Trump Threatens North Korea, Insults China In 140-Character Snippets

The tweeter in chief wades into the fray over Kim Jong Un's remarks on his country's nuclear capabilities.

WASHINGTON ― The incoming president is once more creating foreign policy 140 characters at a time, with tweets Monday evening lashing out at North Korea and China over the renegade nation’s nuclear weapons program.

“North Korea just stated that it is in the final stages of developing a nuclear weapon capable of reaching parts of the U.S. It won’t happen!” Donald Trump wrote in a 6:05 p.m. tweet.

North Korean dictator Kim Jong Un said in his annual New Year’s address that the nation’s plans for launching a missile are almost complete. “Research and development of the cutting-edge tech weapons are actively progressing and strengthening our defense capabilities, including last stage preparation of tests for intercontinental ballistic rocket launch have been continuously succeeding,” Kim said, according to a CNN translation of the televised speech.

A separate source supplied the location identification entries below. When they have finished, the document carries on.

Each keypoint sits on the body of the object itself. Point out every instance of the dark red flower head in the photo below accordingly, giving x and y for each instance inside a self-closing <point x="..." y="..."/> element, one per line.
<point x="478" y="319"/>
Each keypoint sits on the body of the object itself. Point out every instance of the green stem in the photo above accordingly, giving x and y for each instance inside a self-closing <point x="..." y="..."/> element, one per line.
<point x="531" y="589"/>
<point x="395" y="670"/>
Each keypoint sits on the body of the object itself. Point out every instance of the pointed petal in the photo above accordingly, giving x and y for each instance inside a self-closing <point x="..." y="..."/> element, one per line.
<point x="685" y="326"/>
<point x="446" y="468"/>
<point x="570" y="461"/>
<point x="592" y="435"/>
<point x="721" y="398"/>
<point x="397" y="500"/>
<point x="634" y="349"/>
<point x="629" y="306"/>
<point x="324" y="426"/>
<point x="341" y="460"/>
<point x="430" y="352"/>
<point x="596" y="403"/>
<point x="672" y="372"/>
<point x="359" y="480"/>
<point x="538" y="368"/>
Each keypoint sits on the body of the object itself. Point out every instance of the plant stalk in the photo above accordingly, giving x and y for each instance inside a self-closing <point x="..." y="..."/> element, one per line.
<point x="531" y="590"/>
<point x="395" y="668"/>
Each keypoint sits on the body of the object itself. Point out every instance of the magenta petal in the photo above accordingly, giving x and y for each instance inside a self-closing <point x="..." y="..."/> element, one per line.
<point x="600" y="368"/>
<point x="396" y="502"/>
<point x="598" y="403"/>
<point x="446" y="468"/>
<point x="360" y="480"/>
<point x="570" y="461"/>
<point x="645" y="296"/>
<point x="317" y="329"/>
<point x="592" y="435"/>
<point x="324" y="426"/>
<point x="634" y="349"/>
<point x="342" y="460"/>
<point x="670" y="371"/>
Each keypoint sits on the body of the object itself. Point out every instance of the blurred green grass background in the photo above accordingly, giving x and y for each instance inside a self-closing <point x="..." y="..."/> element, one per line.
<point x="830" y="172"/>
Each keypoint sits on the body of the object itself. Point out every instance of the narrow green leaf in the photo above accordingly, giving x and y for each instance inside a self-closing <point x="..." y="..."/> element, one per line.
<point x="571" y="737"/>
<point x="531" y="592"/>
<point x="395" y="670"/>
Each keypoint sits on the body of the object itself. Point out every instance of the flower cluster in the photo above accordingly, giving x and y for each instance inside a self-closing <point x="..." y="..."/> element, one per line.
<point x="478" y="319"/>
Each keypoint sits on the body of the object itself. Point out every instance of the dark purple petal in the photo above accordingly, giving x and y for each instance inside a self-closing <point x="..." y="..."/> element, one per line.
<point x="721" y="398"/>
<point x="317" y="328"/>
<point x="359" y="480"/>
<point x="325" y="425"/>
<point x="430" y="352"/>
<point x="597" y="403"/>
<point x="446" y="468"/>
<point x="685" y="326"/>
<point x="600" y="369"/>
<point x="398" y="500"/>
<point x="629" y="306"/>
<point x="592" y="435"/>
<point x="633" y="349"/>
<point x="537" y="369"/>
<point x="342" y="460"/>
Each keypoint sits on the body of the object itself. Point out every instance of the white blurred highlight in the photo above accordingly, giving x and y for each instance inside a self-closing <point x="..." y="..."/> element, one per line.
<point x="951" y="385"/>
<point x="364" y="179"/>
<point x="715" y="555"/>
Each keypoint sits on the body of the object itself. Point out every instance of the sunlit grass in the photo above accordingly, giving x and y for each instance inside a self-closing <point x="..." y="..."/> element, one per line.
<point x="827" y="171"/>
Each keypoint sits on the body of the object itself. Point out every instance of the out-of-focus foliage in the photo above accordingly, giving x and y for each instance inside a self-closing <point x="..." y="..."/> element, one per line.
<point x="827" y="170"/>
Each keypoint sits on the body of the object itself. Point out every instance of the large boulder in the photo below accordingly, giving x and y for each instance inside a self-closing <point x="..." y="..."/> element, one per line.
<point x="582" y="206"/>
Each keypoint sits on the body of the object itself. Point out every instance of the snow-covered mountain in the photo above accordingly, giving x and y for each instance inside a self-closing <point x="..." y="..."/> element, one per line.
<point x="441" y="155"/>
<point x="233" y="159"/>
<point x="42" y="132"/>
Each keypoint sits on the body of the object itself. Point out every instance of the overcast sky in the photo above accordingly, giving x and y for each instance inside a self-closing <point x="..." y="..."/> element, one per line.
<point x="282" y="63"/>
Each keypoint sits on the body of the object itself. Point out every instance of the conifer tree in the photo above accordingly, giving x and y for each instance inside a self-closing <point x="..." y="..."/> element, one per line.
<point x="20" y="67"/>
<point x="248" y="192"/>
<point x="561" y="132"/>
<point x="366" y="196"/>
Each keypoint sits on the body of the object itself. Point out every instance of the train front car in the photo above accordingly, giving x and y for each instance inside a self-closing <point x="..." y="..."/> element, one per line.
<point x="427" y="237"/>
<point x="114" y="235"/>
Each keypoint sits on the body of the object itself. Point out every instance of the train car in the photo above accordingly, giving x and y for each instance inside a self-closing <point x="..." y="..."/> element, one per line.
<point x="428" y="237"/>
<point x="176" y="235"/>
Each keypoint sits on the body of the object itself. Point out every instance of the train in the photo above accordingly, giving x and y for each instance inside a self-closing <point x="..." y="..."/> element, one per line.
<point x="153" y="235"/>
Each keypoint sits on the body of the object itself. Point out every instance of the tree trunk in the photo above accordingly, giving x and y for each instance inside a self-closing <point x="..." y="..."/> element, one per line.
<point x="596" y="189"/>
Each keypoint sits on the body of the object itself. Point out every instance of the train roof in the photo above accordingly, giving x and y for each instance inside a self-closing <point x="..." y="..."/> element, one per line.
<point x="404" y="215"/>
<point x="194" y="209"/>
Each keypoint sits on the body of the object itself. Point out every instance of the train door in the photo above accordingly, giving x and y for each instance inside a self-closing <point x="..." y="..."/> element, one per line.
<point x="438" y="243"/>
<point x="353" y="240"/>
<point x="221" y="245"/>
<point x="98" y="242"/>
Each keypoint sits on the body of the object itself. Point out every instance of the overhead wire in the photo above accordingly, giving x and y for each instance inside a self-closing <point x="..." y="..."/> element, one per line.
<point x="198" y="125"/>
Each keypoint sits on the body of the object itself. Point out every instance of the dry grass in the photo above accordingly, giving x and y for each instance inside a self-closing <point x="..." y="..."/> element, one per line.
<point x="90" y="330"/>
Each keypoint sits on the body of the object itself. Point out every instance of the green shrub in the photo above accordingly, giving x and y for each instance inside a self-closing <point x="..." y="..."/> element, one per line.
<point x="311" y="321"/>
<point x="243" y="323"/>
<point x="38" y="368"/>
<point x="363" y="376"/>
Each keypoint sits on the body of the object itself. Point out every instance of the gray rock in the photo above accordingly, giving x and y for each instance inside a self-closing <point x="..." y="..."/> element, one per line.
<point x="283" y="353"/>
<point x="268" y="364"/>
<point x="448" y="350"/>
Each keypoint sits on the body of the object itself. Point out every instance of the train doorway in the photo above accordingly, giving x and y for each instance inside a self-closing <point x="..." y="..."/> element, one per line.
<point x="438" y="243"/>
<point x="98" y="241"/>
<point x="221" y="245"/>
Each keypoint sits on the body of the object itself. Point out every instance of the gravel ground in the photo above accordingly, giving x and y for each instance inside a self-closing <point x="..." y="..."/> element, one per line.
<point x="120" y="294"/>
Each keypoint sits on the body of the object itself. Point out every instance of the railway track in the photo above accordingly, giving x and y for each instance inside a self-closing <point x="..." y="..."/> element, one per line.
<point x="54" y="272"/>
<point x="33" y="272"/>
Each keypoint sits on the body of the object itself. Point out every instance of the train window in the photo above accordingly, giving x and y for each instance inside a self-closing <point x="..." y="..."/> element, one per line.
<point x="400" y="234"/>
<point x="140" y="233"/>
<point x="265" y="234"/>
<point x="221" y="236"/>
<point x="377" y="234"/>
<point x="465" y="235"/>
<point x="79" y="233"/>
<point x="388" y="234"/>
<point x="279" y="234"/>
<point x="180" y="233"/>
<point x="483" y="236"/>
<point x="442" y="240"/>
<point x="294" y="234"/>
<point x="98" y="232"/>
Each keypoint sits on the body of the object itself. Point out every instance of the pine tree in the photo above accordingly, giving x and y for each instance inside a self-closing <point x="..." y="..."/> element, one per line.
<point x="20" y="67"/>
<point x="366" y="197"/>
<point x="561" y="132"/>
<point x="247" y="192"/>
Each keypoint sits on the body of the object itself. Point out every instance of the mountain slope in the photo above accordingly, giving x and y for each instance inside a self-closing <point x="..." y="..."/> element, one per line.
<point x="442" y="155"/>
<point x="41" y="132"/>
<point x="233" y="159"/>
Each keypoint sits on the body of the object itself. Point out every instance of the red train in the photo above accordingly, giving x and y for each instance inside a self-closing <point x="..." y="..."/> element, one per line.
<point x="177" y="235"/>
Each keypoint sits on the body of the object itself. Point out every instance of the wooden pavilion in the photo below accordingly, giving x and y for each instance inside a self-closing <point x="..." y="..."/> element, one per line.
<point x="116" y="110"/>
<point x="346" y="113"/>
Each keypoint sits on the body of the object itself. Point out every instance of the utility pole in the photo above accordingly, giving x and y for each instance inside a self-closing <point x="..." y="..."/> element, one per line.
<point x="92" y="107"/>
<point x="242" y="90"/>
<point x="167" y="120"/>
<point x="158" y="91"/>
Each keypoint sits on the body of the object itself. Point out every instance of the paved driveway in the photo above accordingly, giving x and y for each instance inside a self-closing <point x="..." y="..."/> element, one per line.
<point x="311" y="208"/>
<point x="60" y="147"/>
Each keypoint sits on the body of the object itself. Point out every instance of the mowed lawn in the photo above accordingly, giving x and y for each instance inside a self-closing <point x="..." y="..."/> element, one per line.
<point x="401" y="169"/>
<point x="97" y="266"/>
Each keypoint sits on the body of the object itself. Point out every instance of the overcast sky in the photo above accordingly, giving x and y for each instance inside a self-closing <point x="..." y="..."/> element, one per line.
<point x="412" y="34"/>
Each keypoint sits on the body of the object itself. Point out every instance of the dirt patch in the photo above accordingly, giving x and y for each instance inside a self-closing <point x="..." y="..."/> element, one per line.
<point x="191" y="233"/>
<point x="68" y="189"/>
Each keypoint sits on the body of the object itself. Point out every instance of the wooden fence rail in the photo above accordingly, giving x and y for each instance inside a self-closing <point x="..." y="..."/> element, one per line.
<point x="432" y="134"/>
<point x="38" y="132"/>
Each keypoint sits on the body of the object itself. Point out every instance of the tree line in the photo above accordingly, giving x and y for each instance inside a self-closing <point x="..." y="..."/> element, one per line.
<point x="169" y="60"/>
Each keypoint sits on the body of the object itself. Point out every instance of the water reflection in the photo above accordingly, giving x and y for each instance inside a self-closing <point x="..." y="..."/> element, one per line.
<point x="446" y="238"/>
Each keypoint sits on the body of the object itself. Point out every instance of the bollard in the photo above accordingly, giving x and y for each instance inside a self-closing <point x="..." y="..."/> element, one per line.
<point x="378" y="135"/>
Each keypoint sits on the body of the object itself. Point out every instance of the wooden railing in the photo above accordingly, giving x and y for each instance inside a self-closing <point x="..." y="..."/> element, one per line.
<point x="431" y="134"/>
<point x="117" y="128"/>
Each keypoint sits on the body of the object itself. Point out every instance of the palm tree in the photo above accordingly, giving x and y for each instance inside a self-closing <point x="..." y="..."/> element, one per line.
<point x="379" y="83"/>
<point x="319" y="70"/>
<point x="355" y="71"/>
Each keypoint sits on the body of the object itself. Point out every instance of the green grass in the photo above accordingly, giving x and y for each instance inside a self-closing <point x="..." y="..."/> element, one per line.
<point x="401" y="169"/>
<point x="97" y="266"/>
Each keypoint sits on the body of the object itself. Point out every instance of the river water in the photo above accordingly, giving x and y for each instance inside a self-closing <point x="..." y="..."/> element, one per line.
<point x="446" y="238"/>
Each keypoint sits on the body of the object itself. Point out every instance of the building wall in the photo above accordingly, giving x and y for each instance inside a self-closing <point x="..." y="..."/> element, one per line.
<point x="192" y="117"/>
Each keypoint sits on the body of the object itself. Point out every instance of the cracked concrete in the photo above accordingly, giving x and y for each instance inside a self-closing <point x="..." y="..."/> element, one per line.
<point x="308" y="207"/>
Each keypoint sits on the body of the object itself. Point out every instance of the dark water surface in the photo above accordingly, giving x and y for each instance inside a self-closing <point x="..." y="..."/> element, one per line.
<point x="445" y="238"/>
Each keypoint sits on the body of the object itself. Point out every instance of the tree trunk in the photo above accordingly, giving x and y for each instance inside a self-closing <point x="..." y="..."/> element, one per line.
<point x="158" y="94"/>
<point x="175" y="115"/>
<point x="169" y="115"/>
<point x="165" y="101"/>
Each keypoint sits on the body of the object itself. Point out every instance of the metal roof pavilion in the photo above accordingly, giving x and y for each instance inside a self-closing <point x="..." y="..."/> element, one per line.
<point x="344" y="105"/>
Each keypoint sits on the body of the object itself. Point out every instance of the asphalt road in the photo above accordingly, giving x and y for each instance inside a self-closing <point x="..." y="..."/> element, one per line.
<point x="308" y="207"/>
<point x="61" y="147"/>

What Trump precisely meant by “It won’t happen!” is not readily evident. Nor is it known whether Trump attempted to coordinate his statements with the current administration. Trump spokesman Sean Spicer did not immediately respond to Huffington Post queries on the matter.

The Department of Defense responded to Kim’s speech Sunday with a statement pointing out that “multiple UN Security Council resolutions explicitly prohibit North Korea’s launches using ballistic missile technology.”

“We reaffirm our ironclad commitments to defend our allies utilizing the full spectrum of U.S. extended deterrence capabilities,” the statement added.

President-elect Donald Trump answers questions from reporters as he and his wife, Melania, attend a New Year's Eve party at Mar-a-Lago in Palm Beach, Florida.
President-elect Donald Trump answers questions from reporters as he and his wife, Melania, attend a New Year's Eve party at Mar-a-Lago in Palm Beach, Florida.
DON EMMERT via Getty Images

The State Department followed up with nearly identical language Monday in a statement from spokesman John Kirby.

Trump’s views regarding the best way of dealing with the impoverished country’s young and possibly unstable leader are unclear. A year ago, Trump said during a campaign rally that “you have to give him credit” for the way Kim took over in his 20s after the death of his father and went on to execute his uncle and others to consolidate power.

At times Trump said the United States should work with China to shut down Kim’s nuclear program, but then later in the campaign suggested that China should deal with that problem by itself.

Forty-two minutes after his initial tweet Monday, Trump sent out a follow-up, this time insulting China and linking North Korea’s weapons program to what Trump perceives as unfair trade practices that benefit China at the expense of the United States.

“China has been taking out massive amounts of money & wealth from the U.S. in totally one-sided trade, but won’t help with North Korea. Nice!” Trump wrote.

Trump’s many detractors during the campaign, including numerous Republican foreign policy and military experts, have said Trump did not have the knowledge or temperament to serve as commander in chief.

At a September rally in Pensacola, Florida, Trump promised an act-of-war response if the Iranian navy disrespected U.S. naval vessels. “When Iran, when they circle our beautiful destroyers with their little boats, and they make gestures at our people that they shouldn’t be allowed to make, they will be shot out of the water,” Trump said.

On Monday, former National Security Agency analyst John Schindler said Trump’s second tweet in particular was a big mistake, as China has been North Korea’s only ally but has, so far, sided with the United Nations against its neighbor on the matter of nuclear weapons.